Jamie Murray and Brazilian partner Bruno Soares comfortably won their semi-final in straight sets and will now face Canadian-Czech pairing Daniel Nestor and Radek Stepanek in the final for the chance to win $450,754 (£324,025) in prize money.
Yet the disparity in pay between the star-studded singles and less heralded doubles game is demonstrated in the fact that younger brother Andy has alread earned more from reaching the semi-finals of the singles tournament - $532,000 to be exact - than Jamie and Soares could pocket for winning the doubles title.
Not that Jamie would sneer at the paycheck - an Australian Open win would be the biggest payday of the elder Murray's career to date and significantly boost his career earnings of $1.8m.
In contrast, Andy has amassed $42.5m throughout one of the best singles careers British tennis has ever seen.
Yet those are rarified heights even for the best singles players - as the fifth highest earner of all time, Murray is more than $10m ahead of sixth-placed Andre Agassi and is bettered only by Peter Sampras, Rafael Nadal, Novak Djokovic and Roger Federer.

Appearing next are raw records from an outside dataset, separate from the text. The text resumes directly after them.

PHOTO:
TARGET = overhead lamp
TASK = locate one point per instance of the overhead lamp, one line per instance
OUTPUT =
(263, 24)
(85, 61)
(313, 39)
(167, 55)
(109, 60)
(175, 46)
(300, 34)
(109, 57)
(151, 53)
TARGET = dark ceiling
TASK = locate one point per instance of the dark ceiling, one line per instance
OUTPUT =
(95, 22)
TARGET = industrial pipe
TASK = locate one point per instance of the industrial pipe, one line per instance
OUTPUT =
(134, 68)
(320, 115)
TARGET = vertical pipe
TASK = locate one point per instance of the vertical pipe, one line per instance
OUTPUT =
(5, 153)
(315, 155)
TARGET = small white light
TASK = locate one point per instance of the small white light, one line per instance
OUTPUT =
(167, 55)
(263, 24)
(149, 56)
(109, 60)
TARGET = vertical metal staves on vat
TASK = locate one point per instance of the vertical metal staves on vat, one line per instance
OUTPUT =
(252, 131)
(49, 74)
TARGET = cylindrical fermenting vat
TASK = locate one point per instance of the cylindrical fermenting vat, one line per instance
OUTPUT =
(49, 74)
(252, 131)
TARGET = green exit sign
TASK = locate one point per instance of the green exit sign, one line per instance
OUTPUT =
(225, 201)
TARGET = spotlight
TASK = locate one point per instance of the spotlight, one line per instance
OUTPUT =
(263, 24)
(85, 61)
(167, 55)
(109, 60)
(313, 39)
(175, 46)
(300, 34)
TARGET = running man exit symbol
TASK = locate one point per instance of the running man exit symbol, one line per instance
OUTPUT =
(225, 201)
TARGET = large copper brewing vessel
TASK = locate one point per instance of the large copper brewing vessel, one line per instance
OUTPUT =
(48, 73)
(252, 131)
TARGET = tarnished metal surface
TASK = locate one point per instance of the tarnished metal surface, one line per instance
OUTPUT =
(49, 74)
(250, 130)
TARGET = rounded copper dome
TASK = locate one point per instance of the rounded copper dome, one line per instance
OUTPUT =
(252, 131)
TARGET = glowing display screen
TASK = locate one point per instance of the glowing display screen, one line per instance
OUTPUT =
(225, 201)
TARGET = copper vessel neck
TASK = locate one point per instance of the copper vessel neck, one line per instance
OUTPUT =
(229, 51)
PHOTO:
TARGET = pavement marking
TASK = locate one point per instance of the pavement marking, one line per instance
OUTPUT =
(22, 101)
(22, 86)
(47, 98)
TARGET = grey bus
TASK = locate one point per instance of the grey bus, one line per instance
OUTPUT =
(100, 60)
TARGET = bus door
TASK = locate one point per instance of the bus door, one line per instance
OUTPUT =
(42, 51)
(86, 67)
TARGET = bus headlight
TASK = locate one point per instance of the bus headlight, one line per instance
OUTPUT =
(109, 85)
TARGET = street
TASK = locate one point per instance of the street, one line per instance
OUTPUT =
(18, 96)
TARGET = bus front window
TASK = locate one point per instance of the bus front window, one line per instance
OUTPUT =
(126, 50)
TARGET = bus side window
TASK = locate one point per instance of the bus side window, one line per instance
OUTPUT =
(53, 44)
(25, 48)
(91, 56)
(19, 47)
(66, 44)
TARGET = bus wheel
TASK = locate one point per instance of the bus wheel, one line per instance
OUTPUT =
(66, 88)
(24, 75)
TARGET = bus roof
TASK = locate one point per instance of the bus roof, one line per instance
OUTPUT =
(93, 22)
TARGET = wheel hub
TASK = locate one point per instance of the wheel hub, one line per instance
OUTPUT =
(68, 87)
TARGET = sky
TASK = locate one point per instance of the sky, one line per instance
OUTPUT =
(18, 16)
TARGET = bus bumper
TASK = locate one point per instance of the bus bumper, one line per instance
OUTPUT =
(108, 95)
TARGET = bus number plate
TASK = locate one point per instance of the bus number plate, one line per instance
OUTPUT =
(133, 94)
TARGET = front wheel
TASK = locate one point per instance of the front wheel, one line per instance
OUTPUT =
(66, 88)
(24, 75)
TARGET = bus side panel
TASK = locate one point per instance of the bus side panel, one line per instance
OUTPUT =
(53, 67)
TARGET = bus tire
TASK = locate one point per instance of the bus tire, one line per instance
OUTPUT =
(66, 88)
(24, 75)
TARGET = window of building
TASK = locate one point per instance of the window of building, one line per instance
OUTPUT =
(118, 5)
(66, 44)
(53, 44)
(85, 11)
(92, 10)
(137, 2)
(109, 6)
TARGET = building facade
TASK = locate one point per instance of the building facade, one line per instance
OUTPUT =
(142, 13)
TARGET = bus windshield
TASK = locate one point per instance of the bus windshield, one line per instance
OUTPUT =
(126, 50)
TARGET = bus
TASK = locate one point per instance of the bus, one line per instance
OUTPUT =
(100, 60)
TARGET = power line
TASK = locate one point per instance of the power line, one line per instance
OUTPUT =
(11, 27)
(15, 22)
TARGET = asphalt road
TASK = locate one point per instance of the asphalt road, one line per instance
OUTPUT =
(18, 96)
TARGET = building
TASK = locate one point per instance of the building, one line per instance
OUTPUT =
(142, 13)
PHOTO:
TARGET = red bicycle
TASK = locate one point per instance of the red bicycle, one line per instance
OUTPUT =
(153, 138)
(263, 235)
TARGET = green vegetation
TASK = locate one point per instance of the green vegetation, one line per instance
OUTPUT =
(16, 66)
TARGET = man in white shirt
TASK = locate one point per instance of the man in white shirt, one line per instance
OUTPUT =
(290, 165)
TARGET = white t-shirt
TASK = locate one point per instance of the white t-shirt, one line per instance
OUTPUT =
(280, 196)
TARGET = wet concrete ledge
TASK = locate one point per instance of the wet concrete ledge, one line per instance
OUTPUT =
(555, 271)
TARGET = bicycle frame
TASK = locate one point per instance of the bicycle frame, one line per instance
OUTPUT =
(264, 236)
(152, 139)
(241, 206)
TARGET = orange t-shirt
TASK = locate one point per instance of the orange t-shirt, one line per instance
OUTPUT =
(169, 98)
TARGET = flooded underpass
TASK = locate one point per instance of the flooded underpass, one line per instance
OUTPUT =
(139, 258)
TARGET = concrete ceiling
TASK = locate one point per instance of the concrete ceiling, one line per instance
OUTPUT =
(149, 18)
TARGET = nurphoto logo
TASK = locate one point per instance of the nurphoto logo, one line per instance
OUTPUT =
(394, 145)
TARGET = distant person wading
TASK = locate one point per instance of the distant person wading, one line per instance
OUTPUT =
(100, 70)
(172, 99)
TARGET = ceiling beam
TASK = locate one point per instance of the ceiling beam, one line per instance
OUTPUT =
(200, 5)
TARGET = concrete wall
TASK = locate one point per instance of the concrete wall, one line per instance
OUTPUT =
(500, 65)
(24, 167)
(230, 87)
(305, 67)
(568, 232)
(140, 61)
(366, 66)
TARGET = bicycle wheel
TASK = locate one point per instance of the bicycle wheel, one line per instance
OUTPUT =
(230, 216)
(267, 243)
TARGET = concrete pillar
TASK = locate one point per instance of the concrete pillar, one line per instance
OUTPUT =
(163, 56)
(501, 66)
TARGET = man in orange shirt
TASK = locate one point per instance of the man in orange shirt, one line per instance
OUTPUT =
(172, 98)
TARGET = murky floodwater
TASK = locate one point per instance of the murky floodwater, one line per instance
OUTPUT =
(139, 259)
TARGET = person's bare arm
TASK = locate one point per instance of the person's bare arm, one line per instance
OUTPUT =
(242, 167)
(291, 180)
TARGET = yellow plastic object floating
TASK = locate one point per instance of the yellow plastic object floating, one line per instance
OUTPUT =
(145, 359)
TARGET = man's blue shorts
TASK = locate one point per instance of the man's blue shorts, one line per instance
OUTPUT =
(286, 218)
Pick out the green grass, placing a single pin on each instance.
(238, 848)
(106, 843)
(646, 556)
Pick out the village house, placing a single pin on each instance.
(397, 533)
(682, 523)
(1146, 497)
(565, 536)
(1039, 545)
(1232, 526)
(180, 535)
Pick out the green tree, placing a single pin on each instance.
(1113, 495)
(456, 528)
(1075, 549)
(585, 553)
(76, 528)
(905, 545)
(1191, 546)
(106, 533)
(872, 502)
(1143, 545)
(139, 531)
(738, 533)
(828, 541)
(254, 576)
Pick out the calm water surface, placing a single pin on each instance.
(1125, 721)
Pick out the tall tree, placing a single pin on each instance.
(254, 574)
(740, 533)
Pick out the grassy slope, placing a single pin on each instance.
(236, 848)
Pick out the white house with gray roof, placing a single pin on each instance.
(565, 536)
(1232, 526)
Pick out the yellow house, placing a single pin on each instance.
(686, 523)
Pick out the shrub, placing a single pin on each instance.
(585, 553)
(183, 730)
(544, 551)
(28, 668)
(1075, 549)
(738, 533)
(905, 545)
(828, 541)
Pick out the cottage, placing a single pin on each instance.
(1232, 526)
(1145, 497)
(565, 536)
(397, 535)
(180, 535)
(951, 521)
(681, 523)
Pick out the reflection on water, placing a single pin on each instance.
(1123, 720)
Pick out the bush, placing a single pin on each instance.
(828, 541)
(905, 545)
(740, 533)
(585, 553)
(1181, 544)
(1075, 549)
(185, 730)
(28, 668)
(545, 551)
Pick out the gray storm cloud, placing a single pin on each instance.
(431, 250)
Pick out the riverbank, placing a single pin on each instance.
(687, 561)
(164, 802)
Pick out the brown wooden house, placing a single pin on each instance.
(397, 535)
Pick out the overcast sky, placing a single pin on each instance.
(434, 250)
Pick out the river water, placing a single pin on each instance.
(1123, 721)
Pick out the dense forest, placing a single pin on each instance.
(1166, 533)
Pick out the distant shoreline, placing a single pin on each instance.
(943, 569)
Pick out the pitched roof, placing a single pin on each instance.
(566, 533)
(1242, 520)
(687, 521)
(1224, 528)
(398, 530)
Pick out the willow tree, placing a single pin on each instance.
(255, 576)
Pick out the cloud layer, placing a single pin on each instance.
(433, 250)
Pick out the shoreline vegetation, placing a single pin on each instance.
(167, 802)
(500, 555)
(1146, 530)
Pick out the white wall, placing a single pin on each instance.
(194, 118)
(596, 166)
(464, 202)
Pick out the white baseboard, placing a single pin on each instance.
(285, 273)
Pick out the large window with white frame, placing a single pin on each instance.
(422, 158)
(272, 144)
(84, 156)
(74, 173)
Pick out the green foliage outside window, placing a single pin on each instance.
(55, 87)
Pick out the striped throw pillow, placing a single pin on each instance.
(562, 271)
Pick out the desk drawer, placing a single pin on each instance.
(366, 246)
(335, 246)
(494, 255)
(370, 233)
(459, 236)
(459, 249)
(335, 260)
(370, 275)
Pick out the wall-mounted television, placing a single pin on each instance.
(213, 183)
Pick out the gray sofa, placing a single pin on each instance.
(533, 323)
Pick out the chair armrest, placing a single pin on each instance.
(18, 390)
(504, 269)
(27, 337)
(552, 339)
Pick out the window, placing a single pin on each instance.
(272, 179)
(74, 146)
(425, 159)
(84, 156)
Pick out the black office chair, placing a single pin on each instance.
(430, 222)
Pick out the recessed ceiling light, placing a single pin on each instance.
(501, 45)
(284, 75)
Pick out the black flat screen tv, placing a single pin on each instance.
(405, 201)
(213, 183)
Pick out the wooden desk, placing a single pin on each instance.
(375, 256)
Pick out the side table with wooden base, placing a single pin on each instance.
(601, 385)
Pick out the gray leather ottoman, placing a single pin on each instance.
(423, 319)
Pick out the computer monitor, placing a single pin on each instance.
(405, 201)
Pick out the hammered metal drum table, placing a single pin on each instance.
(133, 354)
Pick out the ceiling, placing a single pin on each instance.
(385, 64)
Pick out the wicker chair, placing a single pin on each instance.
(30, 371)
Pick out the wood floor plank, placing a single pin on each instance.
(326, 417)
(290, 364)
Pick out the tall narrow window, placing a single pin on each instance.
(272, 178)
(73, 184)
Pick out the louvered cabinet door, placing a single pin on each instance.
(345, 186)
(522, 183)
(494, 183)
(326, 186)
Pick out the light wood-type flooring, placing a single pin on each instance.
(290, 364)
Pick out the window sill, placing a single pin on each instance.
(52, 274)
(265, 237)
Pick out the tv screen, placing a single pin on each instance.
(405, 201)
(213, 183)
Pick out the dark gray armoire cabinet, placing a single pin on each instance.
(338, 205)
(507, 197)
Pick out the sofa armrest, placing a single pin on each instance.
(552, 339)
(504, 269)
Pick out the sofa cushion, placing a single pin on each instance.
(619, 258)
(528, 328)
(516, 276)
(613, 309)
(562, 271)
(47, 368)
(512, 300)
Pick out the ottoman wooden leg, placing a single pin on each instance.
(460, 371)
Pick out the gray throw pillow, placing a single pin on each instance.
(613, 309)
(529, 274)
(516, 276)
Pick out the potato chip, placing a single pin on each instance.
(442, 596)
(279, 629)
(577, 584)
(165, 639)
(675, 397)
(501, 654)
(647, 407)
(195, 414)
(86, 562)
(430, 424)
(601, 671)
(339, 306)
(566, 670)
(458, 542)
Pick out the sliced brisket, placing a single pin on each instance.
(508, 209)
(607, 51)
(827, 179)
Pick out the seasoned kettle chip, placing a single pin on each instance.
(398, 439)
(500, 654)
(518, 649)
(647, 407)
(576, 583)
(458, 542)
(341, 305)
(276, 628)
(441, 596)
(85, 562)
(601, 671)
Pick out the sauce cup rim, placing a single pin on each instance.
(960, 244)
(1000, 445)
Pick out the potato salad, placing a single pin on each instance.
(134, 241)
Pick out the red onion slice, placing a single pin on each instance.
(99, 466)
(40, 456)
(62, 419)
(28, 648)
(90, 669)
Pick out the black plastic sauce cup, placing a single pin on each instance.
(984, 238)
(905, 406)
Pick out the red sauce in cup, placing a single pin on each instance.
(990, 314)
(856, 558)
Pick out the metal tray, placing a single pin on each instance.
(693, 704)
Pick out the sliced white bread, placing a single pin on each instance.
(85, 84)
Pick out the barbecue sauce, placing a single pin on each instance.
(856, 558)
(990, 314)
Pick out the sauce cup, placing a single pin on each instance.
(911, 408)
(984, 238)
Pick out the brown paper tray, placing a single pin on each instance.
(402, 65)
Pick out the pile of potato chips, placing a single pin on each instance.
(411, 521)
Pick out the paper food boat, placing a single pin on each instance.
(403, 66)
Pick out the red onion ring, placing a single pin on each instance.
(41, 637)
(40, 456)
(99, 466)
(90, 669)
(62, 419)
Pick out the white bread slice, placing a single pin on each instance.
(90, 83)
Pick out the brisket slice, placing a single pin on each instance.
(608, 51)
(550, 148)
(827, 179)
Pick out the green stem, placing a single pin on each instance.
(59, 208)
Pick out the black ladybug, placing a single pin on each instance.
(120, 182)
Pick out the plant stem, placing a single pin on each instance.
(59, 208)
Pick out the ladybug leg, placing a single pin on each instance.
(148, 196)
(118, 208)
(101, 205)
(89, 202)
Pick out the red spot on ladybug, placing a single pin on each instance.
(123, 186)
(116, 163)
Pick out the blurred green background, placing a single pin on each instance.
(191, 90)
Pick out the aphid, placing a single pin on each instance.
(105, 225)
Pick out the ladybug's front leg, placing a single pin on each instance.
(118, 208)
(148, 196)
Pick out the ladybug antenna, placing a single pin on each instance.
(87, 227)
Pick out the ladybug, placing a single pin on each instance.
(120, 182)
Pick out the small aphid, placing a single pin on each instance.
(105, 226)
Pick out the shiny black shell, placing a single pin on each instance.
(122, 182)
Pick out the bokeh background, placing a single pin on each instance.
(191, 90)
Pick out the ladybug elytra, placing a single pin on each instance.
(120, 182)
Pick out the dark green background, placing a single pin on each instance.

Andy has been at the top of his sport for a number of years, first reaching a grand slam final six years ago at the 2010 Australian Open.
But Jamie has only recently emerged as one of the doubles game's top performers.
Although he won a mixed doubles Wimbledon title in 2007 with Jelena Jankovic, Murray did not reach a men's doubles grand slam final until last year when he lost in the Wimbledon and US Open finals with former partner John Peers - making $644,337 in the process - and was a key figure in Great Britain's Davis Cup triumph.
Twins Bob and Mike Bryan, the most successful doubles partnership of all time, earned $13m each from a career which included 12 grand slam titles.